The character of the WPI and why it and the XMRV hypothesis should have become so attractive to some people affected by CFS are subjects worthy of further exploration and I hope to return to these in a subsequent essay. What I want to underline in drawing this post to a close is the inherent contradiction in the meta discussion being pursued on the CFS forums.  I would go so far as to describe the disjunction between, on the one hand the legitimacy of scientific process that produces reasoned hypothesis (a retrovirus may be causative of CFS) and on the other, snake oil recipe swapping, as a deliberative paradox.

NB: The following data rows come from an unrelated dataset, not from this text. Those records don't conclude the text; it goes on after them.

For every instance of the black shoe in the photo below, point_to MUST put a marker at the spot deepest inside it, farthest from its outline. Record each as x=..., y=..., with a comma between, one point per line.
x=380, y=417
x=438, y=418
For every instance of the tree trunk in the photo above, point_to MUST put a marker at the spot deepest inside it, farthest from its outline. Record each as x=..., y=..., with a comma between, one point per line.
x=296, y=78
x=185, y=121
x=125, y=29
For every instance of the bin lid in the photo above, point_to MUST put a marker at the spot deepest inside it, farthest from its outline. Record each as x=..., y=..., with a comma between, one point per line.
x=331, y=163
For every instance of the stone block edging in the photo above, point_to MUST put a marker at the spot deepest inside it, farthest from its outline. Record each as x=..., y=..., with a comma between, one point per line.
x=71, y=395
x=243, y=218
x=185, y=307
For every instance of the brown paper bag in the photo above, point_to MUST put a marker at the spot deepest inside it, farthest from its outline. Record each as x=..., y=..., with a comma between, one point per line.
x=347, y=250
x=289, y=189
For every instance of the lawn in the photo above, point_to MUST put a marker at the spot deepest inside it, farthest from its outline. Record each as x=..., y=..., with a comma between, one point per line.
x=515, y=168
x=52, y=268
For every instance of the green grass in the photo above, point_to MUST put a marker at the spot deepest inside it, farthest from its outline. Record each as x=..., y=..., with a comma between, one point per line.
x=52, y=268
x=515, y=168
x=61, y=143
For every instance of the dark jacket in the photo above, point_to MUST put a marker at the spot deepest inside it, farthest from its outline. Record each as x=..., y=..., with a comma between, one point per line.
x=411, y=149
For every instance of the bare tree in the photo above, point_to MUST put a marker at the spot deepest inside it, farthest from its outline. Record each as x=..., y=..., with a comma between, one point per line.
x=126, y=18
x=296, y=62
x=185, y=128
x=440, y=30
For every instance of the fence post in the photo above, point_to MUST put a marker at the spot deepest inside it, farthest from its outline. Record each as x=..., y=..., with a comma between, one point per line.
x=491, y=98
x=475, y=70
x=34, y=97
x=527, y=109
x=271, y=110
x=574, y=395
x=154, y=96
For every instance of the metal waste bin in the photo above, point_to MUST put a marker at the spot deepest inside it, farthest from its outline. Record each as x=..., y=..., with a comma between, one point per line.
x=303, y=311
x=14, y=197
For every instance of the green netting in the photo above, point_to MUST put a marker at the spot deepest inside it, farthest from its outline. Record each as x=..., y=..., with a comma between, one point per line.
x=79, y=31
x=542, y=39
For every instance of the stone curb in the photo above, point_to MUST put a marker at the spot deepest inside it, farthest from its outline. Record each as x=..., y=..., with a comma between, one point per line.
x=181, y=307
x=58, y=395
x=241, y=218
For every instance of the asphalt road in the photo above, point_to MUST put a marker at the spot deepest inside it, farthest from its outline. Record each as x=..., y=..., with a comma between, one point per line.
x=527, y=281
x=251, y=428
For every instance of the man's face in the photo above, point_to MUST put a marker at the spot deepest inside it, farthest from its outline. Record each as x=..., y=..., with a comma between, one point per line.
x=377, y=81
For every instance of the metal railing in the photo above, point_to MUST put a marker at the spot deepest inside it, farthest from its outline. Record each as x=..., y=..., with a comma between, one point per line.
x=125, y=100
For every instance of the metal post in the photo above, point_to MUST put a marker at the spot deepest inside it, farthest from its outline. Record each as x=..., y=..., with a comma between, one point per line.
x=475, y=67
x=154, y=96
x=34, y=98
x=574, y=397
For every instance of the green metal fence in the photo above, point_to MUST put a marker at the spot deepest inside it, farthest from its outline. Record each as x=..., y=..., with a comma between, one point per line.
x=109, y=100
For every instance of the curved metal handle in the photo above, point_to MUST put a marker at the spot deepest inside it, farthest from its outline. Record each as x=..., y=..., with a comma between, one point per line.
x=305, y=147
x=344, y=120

The paradox arises within the discursive processes of the online forums where deliberation is subject to an inherent sensibility (science can’t be trusted), but where one element of assumed scientific product (XMRV = CFS) has, in isolation from any reasoned acceptance of scientific principle, been settled upon as an iconised source of salvation. Thus goji berry and magnesium supplements appear side by side with tenofovir and raltegavir  in the proposed curative litany propounded on the CFS forums.

Does any of this matter ? I think it does; because both science and the interests of people affected by CFS (sufferers, their families, their carers) are harmed. Science is harmed by the development of yet another vector of hyperbolic misrepresentation, while those affected by CFS are opened up to multiple harms:  a dissuasion to trust the best available medical advice, the ingestion of damaging inappropriate and ineffective medications in circumstances of poor or even neglectful professional oversight, the adoption of hopeless belief in cures that can never materialise, the misdirection of limited research resources, and potentially, the loss of political and media concern as another overstated hypothesis deflates beneath the weight investigation. Those affected by CFS have a choice, conduct discussion of the illness and its causes on the basis that science is a whole process, not a market of products and suppliers from which the most attractive, fashionable and effectively advertised can be chosen as a matter of taste. Or, risk losing all credibility outside of forums which are in danger of becoming introverted and cultified gripeholes, lacking reference to the wider world and realistic notions of achievable wellness.